Share via


Introduction to Feature Builder (part 1)

Over the course of a project (or several projects) it is common for teams to establish certain implementation patterns, favour certain code templates, use a common set of tools and so on that allow them to be more productive. They may then take this to the next level and ‘productize’ these patterns, templates and tools and provide them to other teams/companies (sometimes as a commercial offering).

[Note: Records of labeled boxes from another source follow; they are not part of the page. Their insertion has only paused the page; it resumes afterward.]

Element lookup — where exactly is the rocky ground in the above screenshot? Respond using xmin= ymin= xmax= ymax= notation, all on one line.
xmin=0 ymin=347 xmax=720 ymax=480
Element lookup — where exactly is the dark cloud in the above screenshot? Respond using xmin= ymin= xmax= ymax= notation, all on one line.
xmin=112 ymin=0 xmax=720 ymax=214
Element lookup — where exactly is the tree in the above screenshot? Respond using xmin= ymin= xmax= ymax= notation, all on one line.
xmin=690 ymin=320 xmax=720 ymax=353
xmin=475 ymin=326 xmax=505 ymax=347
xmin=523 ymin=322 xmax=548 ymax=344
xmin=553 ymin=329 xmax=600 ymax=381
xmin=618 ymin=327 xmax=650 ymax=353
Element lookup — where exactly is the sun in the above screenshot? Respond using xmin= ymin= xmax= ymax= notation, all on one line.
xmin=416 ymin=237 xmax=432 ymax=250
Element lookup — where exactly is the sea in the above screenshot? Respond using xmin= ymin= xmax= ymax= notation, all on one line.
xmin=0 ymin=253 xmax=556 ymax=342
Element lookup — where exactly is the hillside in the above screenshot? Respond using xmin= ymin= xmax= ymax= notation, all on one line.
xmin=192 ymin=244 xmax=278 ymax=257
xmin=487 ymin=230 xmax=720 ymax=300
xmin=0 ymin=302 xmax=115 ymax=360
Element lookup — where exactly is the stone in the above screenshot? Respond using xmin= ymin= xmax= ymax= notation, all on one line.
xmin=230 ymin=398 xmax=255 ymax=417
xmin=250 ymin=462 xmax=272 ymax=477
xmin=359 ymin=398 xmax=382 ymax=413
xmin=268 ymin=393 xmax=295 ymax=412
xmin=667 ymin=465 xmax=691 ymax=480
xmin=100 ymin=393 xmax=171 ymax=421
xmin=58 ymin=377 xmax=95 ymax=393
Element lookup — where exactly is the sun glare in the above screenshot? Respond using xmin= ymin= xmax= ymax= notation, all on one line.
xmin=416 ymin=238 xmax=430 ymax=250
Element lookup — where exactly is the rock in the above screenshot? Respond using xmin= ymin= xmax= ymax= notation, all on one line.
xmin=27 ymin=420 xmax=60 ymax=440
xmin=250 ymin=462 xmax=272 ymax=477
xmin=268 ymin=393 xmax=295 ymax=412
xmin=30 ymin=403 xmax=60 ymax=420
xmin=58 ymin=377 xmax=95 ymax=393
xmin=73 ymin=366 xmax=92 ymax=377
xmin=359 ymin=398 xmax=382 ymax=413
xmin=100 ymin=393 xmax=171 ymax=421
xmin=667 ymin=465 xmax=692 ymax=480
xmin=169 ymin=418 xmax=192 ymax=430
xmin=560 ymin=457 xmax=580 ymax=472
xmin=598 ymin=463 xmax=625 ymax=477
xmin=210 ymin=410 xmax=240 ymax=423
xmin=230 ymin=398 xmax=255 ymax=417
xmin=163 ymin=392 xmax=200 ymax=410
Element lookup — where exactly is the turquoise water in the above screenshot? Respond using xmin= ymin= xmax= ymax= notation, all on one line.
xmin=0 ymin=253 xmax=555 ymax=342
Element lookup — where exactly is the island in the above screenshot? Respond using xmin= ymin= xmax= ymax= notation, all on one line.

The problem, most of the time, is that for someone attempting to understand and use the tool, the experience is somewhat ‘disconnected’. The user may have to switch between online/offline documentation and the actual tool (e.g - a Visual Studio Add-In or package), and this context switching can be rather annoying sometimes. Being able to provide the guidance for the tool and the tool itself all in one package that is integrated into Visual Studio is an approach that can make the end-user experience more productive.

Although the Visual Studio Extensibility story has come a long way in the recent past, writing ‘packages’ that automate and extend Visual Studio is not a trivial task. So what we need is some tooling that will simplify the experience of building tools inside Visual Studio as well as allowing us to put the associated guidance also inside Visual Studio. This is where Feature Builder comes in.

“Feature Builder is an official Power Tool from the Architecture Tools team within the Visual Studio Product Group enabling the rapid construction of Visual Studio Extensions (VSIXs) that combine VS Extensibility (menus, etc.), Project/Item/T4 templates and step-by-step guidance/ documentation. The output VSIX, called a Feature Extension, delivers all these things, including the guidance, directly within Visual Studio”

Some of you may be familiar with Microsoft's (specifically the Patterns & Practices team's) initial forays into providing executable guidance and guidance automation inside Visual Studio with the Guidance Automation Extensions (GAX) and Guidance Automation Toolkit (GAT) and the ‘Software Factories’ (such as the Service Factory) initiative. Feature Builder, in some ways, can be viewed as the ‘next generation’ of guidance authoring and extensibility tooling.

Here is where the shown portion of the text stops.